Welcome to another installment of the Memories Captured Project, a series designed to help parents take beautiful pictures of their children. See more in the series here.
Today's post is all about the rule of thirds!
What is the rule of thirds?
The rule of thirds is the idea that images are divided into 9 equal sections with two lines that break up the horizon evenly and two lines that break up the vertical evenly. It creates four main intersections in a grid that looks like this:
Studies show that when humans look at a picture, they don't look right at the center. They look at an intersection point, and then their eyes travel to the other intersection points. Almost universally, people do this without realizing or knowing it. It's what our eyes naturally do when we see a picture.
So it follows that the most important part of your picture should lie on one of these intersection points. The lines also give great guidelines as to where to place your horizon or other important lines in a picture. Scientifically, the rule of thirds helps you get a balanced and visually engaging photo.

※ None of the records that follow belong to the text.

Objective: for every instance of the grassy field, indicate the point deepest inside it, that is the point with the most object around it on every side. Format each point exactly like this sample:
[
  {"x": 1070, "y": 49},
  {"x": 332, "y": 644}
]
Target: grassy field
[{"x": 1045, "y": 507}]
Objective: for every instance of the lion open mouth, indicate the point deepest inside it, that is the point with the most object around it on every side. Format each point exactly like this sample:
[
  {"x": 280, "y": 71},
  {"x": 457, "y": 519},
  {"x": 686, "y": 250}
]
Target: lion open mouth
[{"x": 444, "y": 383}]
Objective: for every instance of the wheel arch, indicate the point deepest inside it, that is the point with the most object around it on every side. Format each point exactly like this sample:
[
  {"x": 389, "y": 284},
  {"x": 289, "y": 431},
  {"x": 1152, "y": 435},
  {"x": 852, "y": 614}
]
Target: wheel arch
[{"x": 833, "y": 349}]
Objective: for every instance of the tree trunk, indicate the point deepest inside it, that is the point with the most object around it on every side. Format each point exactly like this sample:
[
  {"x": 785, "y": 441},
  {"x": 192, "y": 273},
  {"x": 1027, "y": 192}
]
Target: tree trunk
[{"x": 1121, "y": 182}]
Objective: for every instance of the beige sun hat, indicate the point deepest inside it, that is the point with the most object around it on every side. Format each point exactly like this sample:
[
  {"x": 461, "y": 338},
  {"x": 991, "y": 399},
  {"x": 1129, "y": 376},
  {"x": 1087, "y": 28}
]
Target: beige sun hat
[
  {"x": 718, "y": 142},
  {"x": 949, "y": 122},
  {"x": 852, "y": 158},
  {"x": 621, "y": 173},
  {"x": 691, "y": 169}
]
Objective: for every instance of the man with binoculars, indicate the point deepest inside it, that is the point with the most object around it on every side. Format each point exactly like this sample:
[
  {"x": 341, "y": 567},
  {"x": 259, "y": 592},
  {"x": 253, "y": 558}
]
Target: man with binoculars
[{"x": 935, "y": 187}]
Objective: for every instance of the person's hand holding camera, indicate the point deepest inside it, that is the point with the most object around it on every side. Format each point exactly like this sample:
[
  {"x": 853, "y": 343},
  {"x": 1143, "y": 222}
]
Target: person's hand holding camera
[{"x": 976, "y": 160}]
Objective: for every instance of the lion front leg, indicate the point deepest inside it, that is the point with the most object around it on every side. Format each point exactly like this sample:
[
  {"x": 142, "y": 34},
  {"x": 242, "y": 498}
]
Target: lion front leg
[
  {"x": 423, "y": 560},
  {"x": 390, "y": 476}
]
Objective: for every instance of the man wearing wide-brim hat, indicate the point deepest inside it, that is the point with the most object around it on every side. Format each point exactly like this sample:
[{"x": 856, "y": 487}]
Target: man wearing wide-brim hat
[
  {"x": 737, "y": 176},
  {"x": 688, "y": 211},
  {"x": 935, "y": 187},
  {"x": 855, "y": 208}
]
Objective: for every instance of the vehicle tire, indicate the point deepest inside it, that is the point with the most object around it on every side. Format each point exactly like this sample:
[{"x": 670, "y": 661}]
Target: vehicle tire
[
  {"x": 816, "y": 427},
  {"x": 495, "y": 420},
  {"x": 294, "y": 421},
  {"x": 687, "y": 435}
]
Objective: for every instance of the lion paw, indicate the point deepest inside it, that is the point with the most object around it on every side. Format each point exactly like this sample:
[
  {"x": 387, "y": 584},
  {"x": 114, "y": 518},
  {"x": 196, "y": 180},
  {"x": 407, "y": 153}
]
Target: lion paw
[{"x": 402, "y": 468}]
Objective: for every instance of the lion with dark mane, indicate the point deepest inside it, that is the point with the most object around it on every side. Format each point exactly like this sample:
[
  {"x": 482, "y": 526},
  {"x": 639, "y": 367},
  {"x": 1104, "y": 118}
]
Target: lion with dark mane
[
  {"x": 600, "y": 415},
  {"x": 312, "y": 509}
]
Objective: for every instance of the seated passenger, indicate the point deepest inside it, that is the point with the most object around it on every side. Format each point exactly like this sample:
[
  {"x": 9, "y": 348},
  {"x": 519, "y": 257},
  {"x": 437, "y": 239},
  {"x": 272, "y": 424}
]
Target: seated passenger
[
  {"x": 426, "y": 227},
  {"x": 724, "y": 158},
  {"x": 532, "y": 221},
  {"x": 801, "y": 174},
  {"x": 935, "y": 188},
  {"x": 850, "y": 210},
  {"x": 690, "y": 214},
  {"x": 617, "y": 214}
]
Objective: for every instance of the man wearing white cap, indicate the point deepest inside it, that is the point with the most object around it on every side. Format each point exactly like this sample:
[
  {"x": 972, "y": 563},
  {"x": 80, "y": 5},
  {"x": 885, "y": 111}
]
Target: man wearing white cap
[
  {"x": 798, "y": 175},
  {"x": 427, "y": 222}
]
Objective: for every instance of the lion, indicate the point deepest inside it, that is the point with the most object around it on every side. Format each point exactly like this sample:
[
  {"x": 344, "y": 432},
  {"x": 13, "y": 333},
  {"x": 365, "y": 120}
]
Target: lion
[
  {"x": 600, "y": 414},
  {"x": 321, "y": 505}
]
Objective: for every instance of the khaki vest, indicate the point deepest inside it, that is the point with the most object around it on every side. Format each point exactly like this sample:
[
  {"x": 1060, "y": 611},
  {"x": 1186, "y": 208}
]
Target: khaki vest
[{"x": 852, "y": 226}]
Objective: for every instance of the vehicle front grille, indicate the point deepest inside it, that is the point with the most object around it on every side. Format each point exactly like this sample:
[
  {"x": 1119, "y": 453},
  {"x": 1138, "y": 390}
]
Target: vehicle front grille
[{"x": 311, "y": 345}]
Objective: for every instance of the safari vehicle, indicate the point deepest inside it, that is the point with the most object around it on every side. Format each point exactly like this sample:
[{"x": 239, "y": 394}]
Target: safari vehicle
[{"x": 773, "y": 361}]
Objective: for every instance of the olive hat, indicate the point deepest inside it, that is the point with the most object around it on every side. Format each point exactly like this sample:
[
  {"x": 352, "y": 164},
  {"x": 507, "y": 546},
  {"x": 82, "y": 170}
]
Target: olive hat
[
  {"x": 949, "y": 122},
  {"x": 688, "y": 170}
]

Another example of placing a face in an intersection:
When I'm taking portraits, I always try to place the subject along a line. Like these two examples:
When you're taking pictures of nature, try to line up the horizon or another main focus point along one of the lines. In this example, the cactus is the main focus, so I put it right on a line.
In this one I kept the subjects in the middle, but I used the rule of thirds to loosely position the horizon line.
Do I have to?
The rule of thirds is one of the first things photography students learn. It's a basic guideline you should know for taking pictures of your kids. Do you have to follow this guideline? Nope! Do all of my pictures follow this guideline? Nope! But, as Picasso famously said, "Learn the rules like a pro so you can break them like an artist."

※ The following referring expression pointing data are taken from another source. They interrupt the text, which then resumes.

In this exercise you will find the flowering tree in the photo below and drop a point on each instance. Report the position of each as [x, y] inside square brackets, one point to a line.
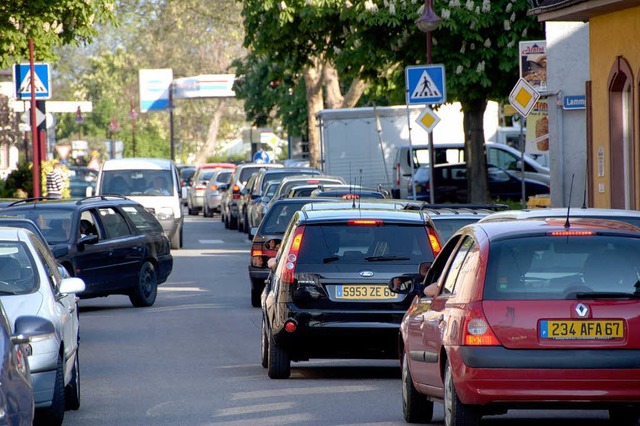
[366, 44]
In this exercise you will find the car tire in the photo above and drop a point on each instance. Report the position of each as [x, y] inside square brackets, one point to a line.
[416, 408]
[264, 345]
[147, 289]
[624, 416]
[455, 412]
[72, 390]
[54, 414]
[279, 363]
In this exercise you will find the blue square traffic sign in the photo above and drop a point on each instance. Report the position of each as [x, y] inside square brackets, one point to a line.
[425, 84]
[22, 81]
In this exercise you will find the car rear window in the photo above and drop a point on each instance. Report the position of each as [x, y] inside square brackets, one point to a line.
[345, 243]
[560, 267]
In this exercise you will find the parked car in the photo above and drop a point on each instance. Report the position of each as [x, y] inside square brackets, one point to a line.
[16, 393]
[81, 178]
[535, 313]
[152, 182]
[327, 297]
[251, 204]
[31, 284]
[216, 186]
[231, 198]
[185, 172]
[198, 184]
[451, 184]
[273, 226]
[114, 244]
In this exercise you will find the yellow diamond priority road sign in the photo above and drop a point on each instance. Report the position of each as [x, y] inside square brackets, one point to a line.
[428, 119]
[523, 97]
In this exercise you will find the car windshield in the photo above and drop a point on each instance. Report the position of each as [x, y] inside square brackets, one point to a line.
[345, 243]
[137, 182]
[55, 224]
[17, 268]
[554, 267]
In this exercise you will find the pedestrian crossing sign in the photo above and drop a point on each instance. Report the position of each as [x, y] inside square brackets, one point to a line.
[425, 84]
[22, 81]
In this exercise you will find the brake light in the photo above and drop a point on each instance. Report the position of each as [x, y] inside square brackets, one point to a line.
[365, 222]
[476, 330]
[571, 233]
[291, 259]
[434, 241]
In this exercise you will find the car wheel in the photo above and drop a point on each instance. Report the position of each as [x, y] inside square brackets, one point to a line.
[279, 364]
[455, 412]
[72, 390]
[626, 416]
[264, 345]
[54, 414]
[416, 408]
[147, 289]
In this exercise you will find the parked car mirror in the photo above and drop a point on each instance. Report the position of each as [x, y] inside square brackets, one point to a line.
[402, 284]
[273, 244]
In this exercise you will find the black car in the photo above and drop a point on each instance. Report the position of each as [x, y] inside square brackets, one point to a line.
[273, 225]
[328, 295]
[114, 244]
[451, 184]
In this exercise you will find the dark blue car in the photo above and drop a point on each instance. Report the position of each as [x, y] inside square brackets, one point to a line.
[451, 184]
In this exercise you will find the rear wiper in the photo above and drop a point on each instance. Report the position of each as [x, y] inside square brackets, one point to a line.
[603, 295]
[383, 258]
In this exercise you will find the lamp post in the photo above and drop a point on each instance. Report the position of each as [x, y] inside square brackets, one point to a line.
[133, 115]
[428, 22]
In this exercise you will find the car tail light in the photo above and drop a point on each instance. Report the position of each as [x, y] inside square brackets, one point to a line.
[476, 330]
[365, 222]
[291, 259]
[434, 241]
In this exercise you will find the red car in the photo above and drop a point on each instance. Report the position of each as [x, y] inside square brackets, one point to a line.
[526, 314]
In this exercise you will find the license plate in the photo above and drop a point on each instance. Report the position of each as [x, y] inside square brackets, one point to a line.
[581, 329]
[365, 292]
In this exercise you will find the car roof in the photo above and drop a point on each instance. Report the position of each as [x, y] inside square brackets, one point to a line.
[137, 163]
[560, 212]
[510, 229]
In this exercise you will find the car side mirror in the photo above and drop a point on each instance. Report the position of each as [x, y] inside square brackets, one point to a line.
[402, 284]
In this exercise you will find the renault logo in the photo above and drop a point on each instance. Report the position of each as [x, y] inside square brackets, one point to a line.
[581, 310]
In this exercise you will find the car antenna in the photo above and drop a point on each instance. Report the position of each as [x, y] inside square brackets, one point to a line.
[567, 224]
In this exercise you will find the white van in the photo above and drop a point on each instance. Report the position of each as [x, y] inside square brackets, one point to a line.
[152, 182]
[499, 154]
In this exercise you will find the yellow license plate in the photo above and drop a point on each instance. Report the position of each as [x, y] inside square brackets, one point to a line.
[581, 329]
[364, 292]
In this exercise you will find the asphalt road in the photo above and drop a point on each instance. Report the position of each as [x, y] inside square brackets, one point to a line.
[193, 357]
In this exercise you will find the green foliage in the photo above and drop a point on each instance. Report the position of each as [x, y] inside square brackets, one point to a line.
[50, 24]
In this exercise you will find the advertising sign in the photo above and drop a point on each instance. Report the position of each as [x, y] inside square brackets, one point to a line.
[537, 137]
[533, 63]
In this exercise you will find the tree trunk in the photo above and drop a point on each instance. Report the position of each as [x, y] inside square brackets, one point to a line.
[315, 103]
[212, 133]
[474, 152]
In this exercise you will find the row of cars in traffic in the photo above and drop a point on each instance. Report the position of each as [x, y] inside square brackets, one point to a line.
[486, 309]
[53, 252]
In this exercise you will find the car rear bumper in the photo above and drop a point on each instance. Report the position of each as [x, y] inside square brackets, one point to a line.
[545, 376]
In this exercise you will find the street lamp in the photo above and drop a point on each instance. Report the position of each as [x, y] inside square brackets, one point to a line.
[428, 22]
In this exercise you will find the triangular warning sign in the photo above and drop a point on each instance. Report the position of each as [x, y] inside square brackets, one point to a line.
[25, 86]
[425, 88]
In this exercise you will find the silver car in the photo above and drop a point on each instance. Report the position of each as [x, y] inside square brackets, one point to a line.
[31, 284]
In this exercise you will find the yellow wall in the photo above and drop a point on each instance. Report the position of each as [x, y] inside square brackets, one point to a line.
[610, 36]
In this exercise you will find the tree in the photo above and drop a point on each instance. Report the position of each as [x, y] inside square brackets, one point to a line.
[49, 24]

How can I possibly remember to line up the lines when I'm in the middle of trying to take pictures of my crazy wiggly kids?
The good news is modern equipment remembers for you! Even the very old point and shoot cameras have a grid built in to the display to help you line up shots as you take them. And if you don't get the shot lined up when you take it, every single crop tool comes with a rule of thirds grid to help you crop accordingly.